After our manager. Josh Esposito, found the entry point, plans were made on how to exclude the chickarees.
The ground was sloped too severely to allow the use of a boom truck. So our crew, Beto Gonzalez, Juan Gonzalez, and Tito Rodriquez-Tinoco built a platform to hold a forty foot ladder, allowing Juan to climb all the way up and seal the entry point.
Great work, men!!
9 July 2020
Bears often get into people’s trash in Dorrington. I came to spray this house and saw that the trash can holder had been knocked over. The top/lid was still attached, and even latch was still on it. The bear managed to pull out the trash, and even left his signature on the lid. I cleaned up the mess for the owners.
29 April 2020
Ryles Richards found two pack rat nests under a house in Pine Mountain Lake, Groveland Ca. The nests were on opposite sides of the home’s subarea.
14 February 2020
A rat was actually in the smaller, multicolored nest, and ran away when Ryles found the nest.
One nest is made from a variety of materials, and was constructed on an old green sleeping bag.
The other nest, two pictures at the bottom, was more birdnest-like, in that it was open at the top.
While digging up a mound of dirt left by a pocket gopher, I found a cache of small pieces of bermuda grass roots.
11 February 2020, Sonora California.
Here is a link to a video of a pocket gopher cache of acorns.
23 October 2019. One or more raccoons were gaining entry into a subfloor through a hole cut by a cleaning company to drain moisture from a subfloor. They did not bother to cover the hole or to screen it off. Raccoons appear to have discovered the convenient new living space. They were particularly noisy just before dawn, disturbing the occupants.
We sealed off potential entry areas, and placed a one-way door to let the animals out, and to block their re-entry.

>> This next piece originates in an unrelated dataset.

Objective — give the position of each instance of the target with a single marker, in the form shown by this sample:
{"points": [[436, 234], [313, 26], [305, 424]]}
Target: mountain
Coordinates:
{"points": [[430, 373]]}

We used bird spikes as an additional means to stop them from tearing the one-way door from the entry point. It appears to be working.
Work in progress…
Heather Nordstrom is chronicling the development of a western wood pewee nest on her front porch.
The first photos show the nest on 20 May 2019. They had hatched on, or before, the 15th of June, 2019.

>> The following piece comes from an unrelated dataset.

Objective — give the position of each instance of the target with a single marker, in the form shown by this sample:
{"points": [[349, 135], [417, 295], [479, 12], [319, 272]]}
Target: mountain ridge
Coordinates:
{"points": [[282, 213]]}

24 June 2019: The nest fell off the ledge. Heather rounded up the chicks, and put up a box to hold the nest. The mother bird continued to care for her babies.
26 June 2019: Heather went to look in their nest and that scared the chicks, and they all fluttered out and landed on her porch. She rounded them up quickly and put them in the compost bucket. They flew out a few more times before they finally settled in and stayed. She had to turn off her porch light so that they would go to sleep.
28 June 2019: Heather reported that three of the babies flew into the woodland adjacent to her house, this day, and right before nightfall she heard a scrub jay eat one, she was pretty sure. she heard the jays squawking around that area and then she heard what sounded like a baby bird squawking. she went over there but couldn’t reach anything or walk into it because the vegetation was too dense. “Hopefully there are still two left out there. The fourth one would not leave the yard and would not get off the ground so I put it back in the nest for the night and I might just let it leave when it’s ready because the mom keeps feeding it.”
29 June 2019: Heather was out for the day, and when she got back, right before dark, “everything was quiet so I’m assuming the last one joined its family in the brush or got eaten.”
So it took about two weeks for the western wood pewees to grow up enough to fly away.